A Rotina de Amélia
Stephanie Meiriño
Amélia não precisa acordar para iniciar seu dia, pois ela passou a noite em claro, como as outras vezes. Sair da cama é sempre o seu desafio... por que levantar? Ela só deseja ficar ali deitada. Uma vez ou outra rola entre os lençóis, esperando que sua alma desencarne e ponha um fim a tudo.
Mas ainda assim Amélia continua, arrasta-se em um mundo que parece não girar. E esmagada pela certeza de sucessivas derrotas, escolhe mais uma personagem para enfrentar as mesmas pessoas. Ela constrói sua máscara social para que possa sair rumo à "estrada dos sonhos”. Caminha sem vontade, sem expressão, seus olhos sem graça não transmitem sentimento algum, só o vazio... O maldito “sentimento? ” que a esgota, que provoca a sensação de aperto no peito, ao mesmo tempo que a afoga no nada e a faz sentir que o próprio nada habita e cresce em seu ser. Ela apenas se conforma com tudo, vivendo como se algo fosse explodir dentro de seu estômago, e mesmo sabendo que isso não ocorrerá, ela vive em aflição.
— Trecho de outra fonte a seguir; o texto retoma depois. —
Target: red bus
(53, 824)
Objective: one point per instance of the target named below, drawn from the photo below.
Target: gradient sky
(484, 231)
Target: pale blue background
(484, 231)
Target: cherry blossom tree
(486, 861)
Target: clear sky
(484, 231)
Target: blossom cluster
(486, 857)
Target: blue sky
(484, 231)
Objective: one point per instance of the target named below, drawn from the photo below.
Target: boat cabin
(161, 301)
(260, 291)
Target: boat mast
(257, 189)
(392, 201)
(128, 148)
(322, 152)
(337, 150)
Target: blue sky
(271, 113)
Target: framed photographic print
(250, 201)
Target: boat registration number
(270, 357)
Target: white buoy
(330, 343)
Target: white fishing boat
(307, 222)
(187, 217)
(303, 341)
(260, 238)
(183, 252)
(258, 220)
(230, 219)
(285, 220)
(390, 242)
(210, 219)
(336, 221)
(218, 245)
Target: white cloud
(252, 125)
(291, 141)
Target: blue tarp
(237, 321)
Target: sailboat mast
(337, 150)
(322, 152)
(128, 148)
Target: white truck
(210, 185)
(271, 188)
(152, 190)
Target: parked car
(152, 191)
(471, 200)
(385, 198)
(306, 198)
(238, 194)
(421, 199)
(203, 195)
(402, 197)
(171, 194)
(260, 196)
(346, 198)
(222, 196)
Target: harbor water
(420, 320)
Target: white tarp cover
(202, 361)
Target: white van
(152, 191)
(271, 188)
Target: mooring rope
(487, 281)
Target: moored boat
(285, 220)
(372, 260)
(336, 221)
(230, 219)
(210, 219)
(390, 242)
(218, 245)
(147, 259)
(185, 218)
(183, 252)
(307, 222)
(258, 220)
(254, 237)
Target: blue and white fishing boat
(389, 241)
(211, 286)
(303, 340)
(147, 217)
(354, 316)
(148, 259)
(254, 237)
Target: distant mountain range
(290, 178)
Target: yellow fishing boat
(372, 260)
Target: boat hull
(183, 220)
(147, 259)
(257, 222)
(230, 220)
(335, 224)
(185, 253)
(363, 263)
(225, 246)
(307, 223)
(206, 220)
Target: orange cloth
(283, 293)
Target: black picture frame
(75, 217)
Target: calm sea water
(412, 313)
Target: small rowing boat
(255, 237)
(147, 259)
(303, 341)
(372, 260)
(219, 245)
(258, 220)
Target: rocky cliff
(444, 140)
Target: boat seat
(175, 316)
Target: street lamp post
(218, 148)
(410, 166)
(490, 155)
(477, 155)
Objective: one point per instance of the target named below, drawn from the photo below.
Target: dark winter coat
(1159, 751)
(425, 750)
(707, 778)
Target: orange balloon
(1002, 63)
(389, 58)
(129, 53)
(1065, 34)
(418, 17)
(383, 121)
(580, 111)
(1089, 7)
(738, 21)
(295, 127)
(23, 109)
Em uma tentativa de café-da-manhã, tenta engolir um pedaço de meio pão, que parece estar azedo e desce como se esmurrasse a faringe da mulher, que logo empurra para fora o desgraçado, cuspindo aquela massa e qualquer outra coisa que comeu na noite anterior. Pensou em voltar para casa, para o aconchego da cama, mas devia continuar ali e então, com passos lerdos e curtos, segue em frente... segue desejando ser invisível para que ninguém note suas olheiras e sua pele pálida e fria ao toque, expositora de toda a angústia e tristeza que carrega. Mas nem invisível a vida a deixa ser e logo ela é rodeada pelos mesmos rostos de todos os dias, que alegres, compartilham sorrisos e graças, que a mulher retribui usando sua carismática personagem.
E ela mantém sua máscara até que o dia acabe. Às vezes, em um breve momento de solidão, permite que as lágrimas transbordem de seus olhos, sentindo o coração ser apertado, como se algo estivesse partido ou faltando dentro de seu corpo. Sente-se insuficiente para o que o mundo lhe cobra, para retribuir alguns atos de amor ou carinho que algumas pessoas tentam lhe transmitir. Ela se autodenomina como uma névoa fria de tristeza e grosseria, e por mais que não queira ser isso, ela não consegue evitar, pois seus modos parecem refletir o seu estado de espírito. Entretanto, ela evita magoar aqueles que a rodeiam isolando-se, porém ninguém parece entender o porquê de seu isolamento. Ela só quer poupar a todos de sua melancolia exacerbada e de seu pessimismo desenfreado.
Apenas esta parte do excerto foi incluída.